First, though, I have to decide what kind of story I want to tell. Do I talk about how much he loved his family? His pranks? Do I talk about him growing up on the farm, or the jobs he took to support his kids and wife? He was a simple guy, and to the outside eye, it wouldn't seem like he was very interesting. That's the tricky part of the story–to portray the kind of depth you might find in a hidden pool without making it seem like just another hole filled with water. 

I'll be working on this obit for the rest of the week–I want it to sound just right. Obituaries, for me, are also a way to work through the loss of a loved one. Even if you didn't write it yourself, it can be comforting to see how a person's story ended. 

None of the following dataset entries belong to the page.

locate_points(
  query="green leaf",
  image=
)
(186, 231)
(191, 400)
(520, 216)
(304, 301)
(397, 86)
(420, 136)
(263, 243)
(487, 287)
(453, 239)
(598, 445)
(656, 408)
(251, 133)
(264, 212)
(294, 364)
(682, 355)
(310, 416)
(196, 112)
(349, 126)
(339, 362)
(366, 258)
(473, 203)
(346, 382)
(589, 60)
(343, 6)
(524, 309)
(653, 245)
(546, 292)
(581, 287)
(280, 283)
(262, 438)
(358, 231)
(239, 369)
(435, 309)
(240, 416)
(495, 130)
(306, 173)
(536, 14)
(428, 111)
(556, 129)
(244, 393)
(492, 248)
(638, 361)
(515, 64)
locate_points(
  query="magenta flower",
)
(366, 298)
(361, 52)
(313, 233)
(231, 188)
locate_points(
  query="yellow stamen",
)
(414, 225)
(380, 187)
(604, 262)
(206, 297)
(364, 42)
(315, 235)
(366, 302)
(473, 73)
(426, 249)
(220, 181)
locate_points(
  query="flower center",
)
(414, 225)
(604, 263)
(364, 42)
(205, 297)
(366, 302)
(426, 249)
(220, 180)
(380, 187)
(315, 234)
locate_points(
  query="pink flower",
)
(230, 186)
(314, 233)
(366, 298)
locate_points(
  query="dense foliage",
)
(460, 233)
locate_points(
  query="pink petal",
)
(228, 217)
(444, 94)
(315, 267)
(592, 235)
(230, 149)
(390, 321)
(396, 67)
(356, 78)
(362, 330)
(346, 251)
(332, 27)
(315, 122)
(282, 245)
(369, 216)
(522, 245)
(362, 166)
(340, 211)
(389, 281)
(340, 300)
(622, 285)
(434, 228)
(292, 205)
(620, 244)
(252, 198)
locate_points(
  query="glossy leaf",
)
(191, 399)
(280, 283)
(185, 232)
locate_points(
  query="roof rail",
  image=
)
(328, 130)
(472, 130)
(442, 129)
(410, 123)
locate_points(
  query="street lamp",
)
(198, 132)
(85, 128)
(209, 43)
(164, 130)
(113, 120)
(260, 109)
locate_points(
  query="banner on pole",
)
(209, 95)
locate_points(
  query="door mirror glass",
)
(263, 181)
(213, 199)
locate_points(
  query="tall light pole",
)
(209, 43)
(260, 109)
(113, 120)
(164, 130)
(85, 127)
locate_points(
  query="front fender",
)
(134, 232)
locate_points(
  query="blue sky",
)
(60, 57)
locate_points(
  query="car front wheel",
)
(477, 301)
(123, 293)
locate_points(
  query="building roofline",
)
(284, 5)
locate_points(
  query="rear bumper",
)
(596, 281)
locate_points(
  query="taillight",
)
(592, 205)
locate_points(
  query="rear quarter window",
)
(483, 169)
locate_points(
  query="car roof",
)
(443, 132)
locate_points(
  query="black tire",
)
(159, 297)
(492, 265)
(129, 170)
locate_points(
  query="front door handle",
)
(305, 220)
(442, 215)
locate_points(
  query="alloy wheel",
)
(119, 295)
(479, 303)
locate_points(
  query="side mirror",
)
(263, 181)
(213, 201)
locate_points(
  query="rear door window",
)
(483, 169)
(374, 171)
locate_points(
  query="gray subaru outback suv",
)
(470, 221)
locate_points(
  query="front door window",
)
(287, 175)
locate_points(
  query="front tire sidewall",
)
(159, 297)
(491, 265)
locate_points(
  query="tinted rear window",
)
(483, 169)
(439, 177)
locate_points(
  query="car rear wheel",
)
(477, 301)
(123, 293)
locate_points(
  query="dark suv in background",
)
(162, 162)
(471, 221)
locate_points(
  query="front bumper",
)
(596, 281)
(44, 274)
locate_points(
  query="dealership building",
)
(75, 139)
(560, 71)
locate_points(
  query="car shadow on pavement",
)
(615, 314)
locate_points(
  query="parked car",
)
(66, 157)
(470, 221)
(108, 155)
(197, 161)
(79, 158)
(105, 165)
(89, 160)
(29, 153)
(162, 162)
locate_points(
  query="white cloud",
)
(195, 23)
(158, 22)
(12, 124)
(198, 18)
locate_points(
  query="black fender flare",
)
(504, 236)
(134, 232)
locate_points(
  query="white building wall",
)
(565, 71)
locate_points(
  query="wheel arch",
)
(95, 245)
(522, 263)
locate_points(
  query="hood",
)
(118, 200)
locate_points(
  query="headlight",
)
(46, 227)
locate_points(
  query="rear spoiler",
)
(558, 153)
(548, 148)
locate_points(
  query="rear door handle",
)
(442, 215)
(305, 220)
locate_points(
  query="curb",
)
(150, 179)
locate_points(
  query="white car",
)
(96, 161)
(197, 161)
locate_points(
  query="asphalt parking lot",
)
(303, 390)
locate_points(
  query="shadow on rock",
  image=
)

Michelle is thankful for work vacations, holiday cookies, and the best family and friends ever.

1 comment:

  1. “Remember Old Nan's stories, Bran. Remember the way she told them, the sound of her voice. So long as you do that, part of her will always be alive in you.” -George R.R. Martin, "A Storm of Swords"

    I'm so sorry for your loss, keeping you and your loved ones in my thoughts.